The number $15127$ is of course the trace of the $20$-th power of the golden ratio ...

I think that trying to find a Lucas-like test for repunits is an interesting problem. It is certainly not true that "standard methods" would test repunits numbers faster for primality than such a Lucas-like test.
Indeed, the largest primes known are Mersenne primes, proved prime by the Lucas-Lehmer test. These numbers are far larger than what general purpose primality tests can deal with.

However, the algorithm proposed by pedja does not seem to provide such a Lucas-like test. It is easy to prove that a prime repunit passes his test. However, as Franz Lemmermeyer wrote, the point of a Lucas-like test is to prove that repunits that do not pass the test, are not prime.

For a given repunit $p$ pedja's algorithm essentially checks that $a^{p-1}\equiv 1$ mod $p$ for some very specific residue $a$ mod $p$ (related to the golden ratio). When $p$ is prime this is of course true. Probably it is always false when $p$ is a repunit that is not prime. However, there is no hope of proving this. That's the point.

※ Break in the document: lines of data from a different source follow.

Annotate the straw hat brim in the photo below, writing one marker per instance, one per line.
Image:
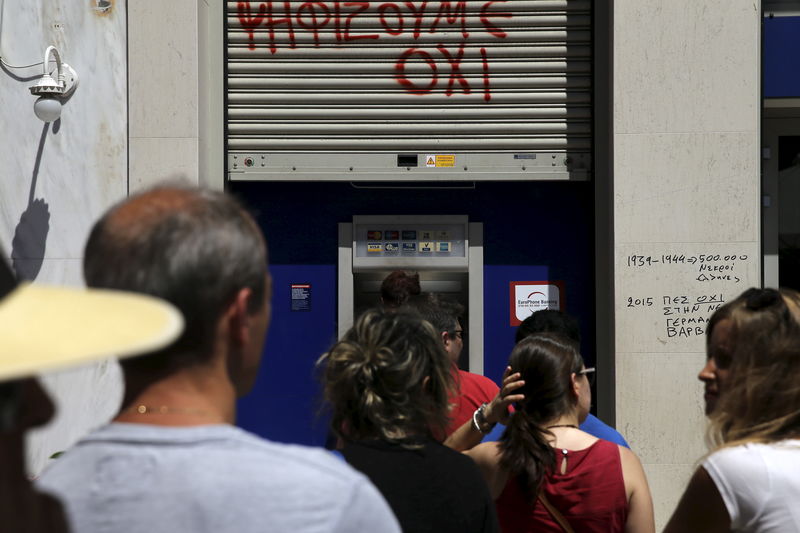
(45, 328)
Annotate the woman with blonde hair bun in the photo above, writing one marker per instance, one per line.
(387, 382)
(751, 481)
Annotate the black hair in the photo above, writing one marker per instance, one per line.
(546, 362)
(550, 321)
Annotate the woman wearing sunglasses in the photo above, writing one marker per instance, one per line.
(547, 475)
(751, 481)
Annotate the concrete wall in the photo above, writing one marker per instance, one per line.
(686, 186)
(162, 89)
(56, 179)
(176, 112)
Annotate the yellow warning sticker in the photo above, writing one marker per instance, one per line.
(446, 160)
(440, 160)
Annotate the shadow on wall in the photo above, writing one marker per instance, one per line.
(30, 235)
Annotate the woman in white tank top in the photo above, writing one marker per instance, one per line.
(751, 481)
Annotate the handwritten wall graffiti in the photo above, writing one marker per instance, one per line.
(341, 23)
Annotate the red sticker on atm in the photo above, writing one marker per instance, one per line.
(527, 297)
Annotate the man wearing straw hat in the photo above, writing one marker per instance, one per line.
(171, 460)
(45, 328)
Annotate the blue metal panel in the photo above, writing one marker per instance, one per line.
(781, 57)
(532, 230)
(285, 400)
(499, 333)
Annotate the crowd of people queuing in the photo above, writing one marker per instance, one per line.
(421, 445)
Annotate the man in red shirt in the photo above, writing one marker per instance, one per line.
(472, 390)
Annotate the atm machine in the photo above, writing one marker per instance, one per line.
(446, 250)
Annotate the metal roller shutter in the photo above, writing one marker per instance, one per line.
(452, 90)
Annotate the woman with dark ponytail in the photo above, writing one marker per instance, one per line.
(545, 474)
(388, 382)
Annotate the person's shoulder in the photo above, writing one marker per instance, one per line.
(478, 381)
(740, 456)
(299, 458)
(596, 427)
(485, 452)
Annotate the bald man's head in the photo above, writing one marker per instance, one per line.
(194, 248)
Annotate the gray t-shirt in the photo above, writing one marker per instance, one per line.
(135, 478)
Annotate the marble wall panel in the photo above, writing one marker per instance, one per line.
(687, 187)
(699, 61)
(163, 69)
(154, 160)
(56, 179)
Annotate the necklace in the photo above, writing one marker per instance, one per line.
(163, 409)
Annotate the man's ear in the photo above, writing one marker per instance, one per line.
(238, 316)
(576, 385)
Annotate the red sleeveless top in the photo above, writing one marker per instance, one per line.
(590, 495)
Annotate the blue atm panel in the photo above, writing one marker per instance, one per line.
(532, 231)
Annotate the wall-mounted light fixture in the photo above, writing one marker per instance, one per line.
(53, 93)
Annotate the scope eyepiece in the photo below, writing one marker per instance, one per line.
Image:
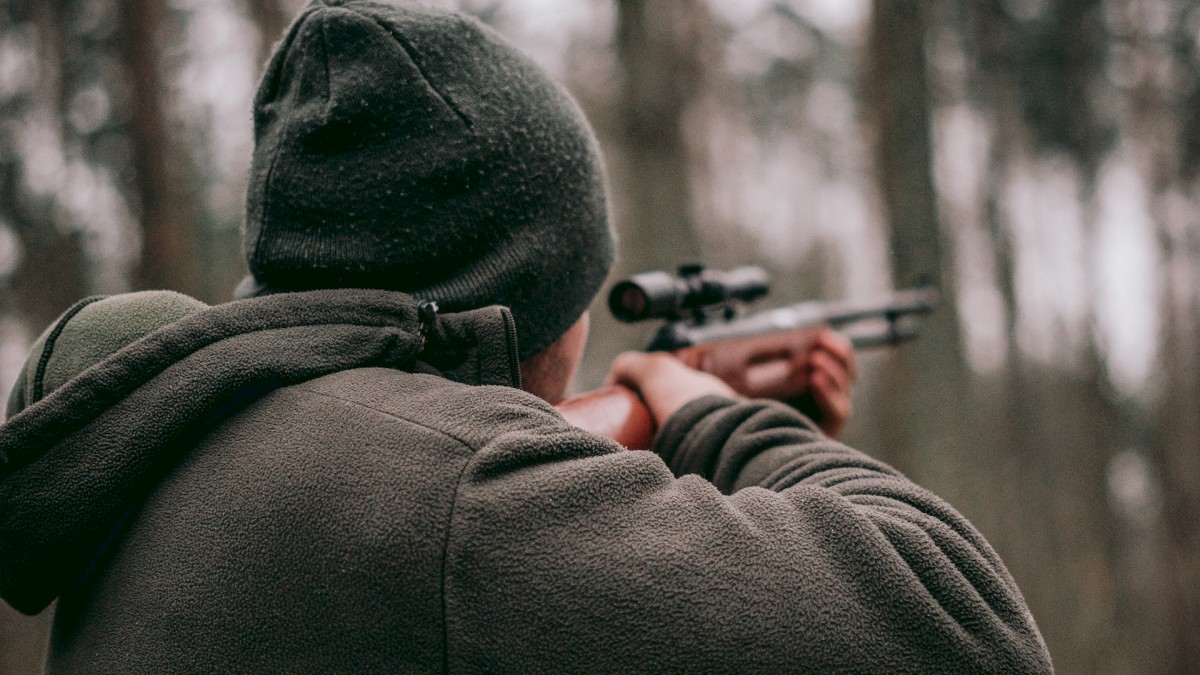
(694, 291)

The classical Lucas-Lehmer test for Mersenne numbers $2^n-1$ exploits the special shape of these numbers. It checks that a certain element $x$ in a certain multiplicative group has order $2^n$. If $2^n-1$ is prime, this must be true. The point of the Lucas-Lehmer test is that, conversely, the fact that $x$ has order $2^n$ proves that $2^n-1$ is prime.

A Lucas-Lehmer test for repunits should exhibit an element of order $10^n$ in some algebraic group. I don't see anything like that in pedja's algorithm. Indeed, the algorithm that he/she proposes for Mersenne numbers does not even boil down to the classical Lucas algorithm since the computation takes place in the multiplicative group of integers modulo $2^n-1$, which does not contain any elements of order $2^n$.

Final remark: just as for Mersenne primes, there are probably infinitely many prime repunits. So Lemmermeyer's approach for proving pedja's conjecture is not a very good one.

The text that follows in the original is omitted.